Presidente da CPI diz que a saída do vereador do PSB da relatoria não vai afetar o desempenho da comissão

Da redação
Foto: Divulgação
Na última terça-feira (25), o vereador Geraldo Stocco (PSB) foi retirado da relatoria da chamada CPI da VCG, dando início a uma crise no interior da Comissão Parlamentar de Inquérito (CPI) que pretende investigar a Viação Campos Gerais (VCG). Em nota oficial enviada à imprensa nesta quinta-feira (27), o parlamentar denunciou o que chamou de “manobra” e “velha política” (leia aqui). 

O presidente da CPI, Leandro Bianco (Republicanos), explica que o vereador do PSB foi retirado da relatoria  porque, segundo o parlamentar, transformaria a comissão em um “palanque político”. “A maioria decidiu que o [vereador] Léo Farmacêutico seria a pessoa mais indicada para ser o relator dessa CPI, pois não usaria a CPI politicamente, não quer fazer uma CPI política, como palanque eleitoral. Essa foi a razão”, esclarece.

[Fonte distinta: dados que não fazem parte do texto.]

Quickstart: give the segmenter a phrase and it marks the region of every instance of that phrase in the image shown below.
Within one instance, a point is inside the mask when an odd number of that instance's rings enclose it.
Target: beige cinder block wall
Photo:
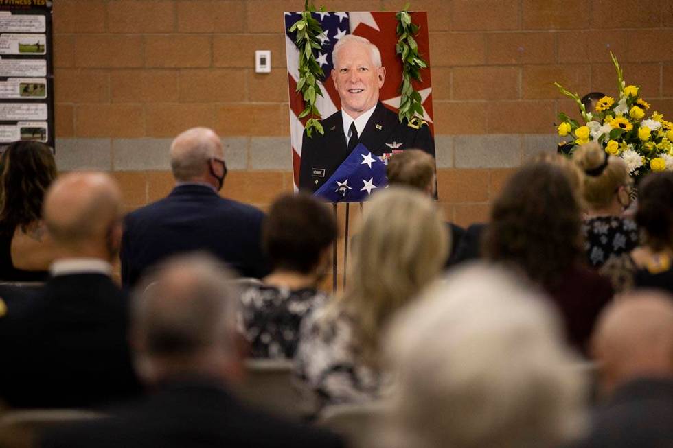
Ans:
[[[317,0],[328,10],[396,10],[406,0]],[[282,12],[301,0],[57,0],[57,161],[109,170],[132,209],[170,191],[170,139],[223,138],[223,195],[265,207],[291,190]],[[673,1],[412,0],[428,11],[440,198],[483,220],[516,167],[554,150],[551,84],[614,93],[608,50],[652,107],[673,117]],[[273,70],[256,74],[255,49]]]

Sobre a acusação de que estaria fazendo “velha política”, Bianco afirma que velha política é “querer fazer de algo tão sério, como uma CPI, um palanque eleitoral, ficar criando lives em redes sociais, em vez de trazer as respostas de que a população realmente precisa”, rebate. “Ele [Stocco] não foi eleito para a relatoria porque os integrantes da CPI entendem que o trabalho deve ser feito com integridade e não transformado em um circo. Ele deveria ficar triste por ofender os seus colegas vereadores, que, assim como ele, foram eleitos pela população.”

Desempenho 

A retirada de Stocco do cargo de relator, segundo Bianco, não vai afetar o desempenho da CPI. “Os trabalhos não serão em nada prejudicados, como ele alega, por ele não ter sido escolhido o relator da CPI. Muito pelo contrário: estaremos trabalhando com afinco para trazer às claras o que acontece no transporte público de Ponta Grossa, o contrato que a Prefeitura tem com a VCG, e vamos trazer à tona muitos questionamentos da população”, garante. 

Apesar de ter saído do posto de relator, Stocco continua como integrante da comissão, junto a Adriana Jamier da Silva (SD) e Divonsir Pereira Antunes (PSD). Stocco foi o responsável pelo pedido de instauração da comissão e oficializou a proposta no mesmo dia que foi aprovado o Projeto de Lei 86/21, que previa indenização de R$1,7 milhão à VCG. A criação da CPI foi aprovada em plenário na sessão da última segunda-feira (24).

“O fato de ele [Stocco] ter proposto a CPI não quer dizer que ele deve ser o presidente ou o relator. Tanto a presidência quanto relatoria são escolhidos com os votos dos integrantes, aqueles que foram eleitos para compor a CPI”, conclui o vereador do Republicanos. 

Investigação 

Segundo o requerimento protocolado na Câmara Municipal, a CPI da VCG vai investigar as planilhas de custos e gastos do transporte público coletivo de Ponta Grossa; as operações que resultaram na falta de pagamento dos salários dos trabalhadores da VCG; identificar quem são os diretores da empresa, quais são suas atribuições e qual é a remuneração dos mesmos; identificar se o salário dos diretores da empresa também está sendo pago de forma parcelada e em atraso; identificar o lucro que a empresa obteve nos últimos 12 anos, mês a mês; e analisar as atas de reunião dos últimos 12 anos do Conselho Municipal do Transporte.